# heavy rust removal



## Billh50 (Jan 28, 2015)

I am sure many here have used the Electolisis Method. But thought I would mention it as it takes no work at all to remove rust. I mixed Washing Soda with water in a 5 gallon bucket for my tank. I removed all the rust from an old vise that would not even move. Just hung it in the tank and turned on the battery charger. Left it over night and next morning the vise was clean and I was able to take it apart to finish cleaning and paint it. It works like a charm. I have a write up somewhere if anyone wants it. Also easy to find on the net.


----------



## fahrphrompuken (Mar 23, 2015)

I stumbled onto a youtube video where this guy did that with a the table to a table saw, it was completely rusted. A day or two later and no rust!
Now I have to find something really rusty just to try it out.


----------



## T Bredehoft (Mar 23, 2015)

It works. I used a 5 gal pail, ran a re-bent coat hanger (can't find more, dang it) around the pail on the inside for one source, laid a 2 foot piece of brake line across the top, clipped the anode (or which ever) to it, and hung all sorts of rusty car parts from it. Over night, some looked  like freshly stamped parts. Paint and all gone. I used about a cup of washing soda and about 4 gallons of water.


----------



## widget (Mar 23, 2015)

Ive tried it out before, seemed pretty good, though didn't have it in long enough. My power unit was only 12v 4a, other people use ~24v (unsure of amps), but it was definitely interesting experiment.


----------



## JR49 (Mar 23, 2015)

Is washing soda the same as baking soda?  If not where would I go to get it?  Thanks, JR49


----------



## fahrphrompuken (Mar 23, 2015)

Washing soda is sodium carbonate, baking soda is sodium bicarbonate. Baking soda will not work very well without breaking it down. I know you can get A&H Washing soda from Amazon.com if it's not available in the laundry detergent aisle at the grocery store.


----------



## Cactus Farmer (Mar 23, 2015)

Here in the oilfields we call sodium carbonate "soda ash" and use it to raise the Ph of our drilling fluids to stop corrosion of the drill pipe. I comes in 50 lb. bags. Some added to the washer sure cleans greasy clothes, just don't add too much or the clothes won't last too long.


----------



## atunguyd (Mar 24, 2015)

Cactus Farmer said:


> Here in the oilfields we call sodium carbonate "soda ash" and use it to raise the Ph of our drilling fluids to stop corrosion of the drill pipe. I comes in 50 lb. bags. Some added to the washer sure cleans greasy clothes, just don't add too much or the clothes won't last too long.

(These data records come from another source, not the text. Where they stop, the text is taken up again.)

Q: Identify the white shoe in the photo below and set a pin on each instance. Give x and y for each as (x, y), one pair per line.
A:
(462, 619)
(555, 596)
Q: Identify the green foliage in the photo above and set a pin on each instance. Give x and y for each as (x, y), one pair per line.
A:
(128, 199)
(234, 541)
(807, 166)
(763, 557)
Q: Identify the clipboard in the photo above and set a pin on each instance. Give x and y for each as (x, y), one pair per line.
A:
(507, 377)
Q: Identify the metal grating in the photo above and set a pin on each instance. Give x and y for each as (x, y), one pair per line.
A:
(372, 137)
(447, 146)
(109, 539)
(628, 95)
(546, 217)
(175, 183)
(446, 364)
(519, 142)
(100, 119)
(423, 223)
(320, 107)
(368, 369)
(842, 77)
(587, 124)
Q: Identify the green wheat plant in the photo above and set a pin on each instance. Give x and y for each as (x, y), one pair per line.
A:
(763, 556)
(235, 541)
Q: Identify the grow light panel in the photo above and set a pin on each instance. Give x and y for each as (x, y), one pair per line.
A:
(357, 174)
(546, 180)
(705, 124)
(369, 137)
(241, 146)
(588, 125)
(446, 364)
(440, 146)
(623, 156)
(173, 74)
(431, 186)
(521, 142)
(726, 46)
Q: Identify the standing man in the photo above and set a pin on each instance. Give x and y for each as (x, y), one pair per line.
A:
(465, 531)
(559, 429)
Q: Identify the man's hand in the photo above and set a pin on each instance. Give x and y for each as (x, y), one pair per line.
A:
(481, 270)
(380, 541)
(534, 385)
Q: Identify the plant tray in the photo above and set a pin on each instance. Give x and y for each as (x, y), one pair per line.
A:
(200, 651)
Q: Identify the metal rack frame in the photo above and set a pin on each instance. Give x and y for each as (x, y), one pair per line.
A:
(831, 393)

Sounds like the same stuff I buy for the pool to raise the ph.  Also called soda ash. One manufacturer though calls it ph up.


----------



## fahrphrompuken (Mar 24, 2015)

The big difference between soda ash and washing soda is that washing soda will cost you about $10 for a 3.5 lb box, and soda ash will cost about $20 for a 10 lb bucket. Other than that its the same thing, sodium carbonate.


----------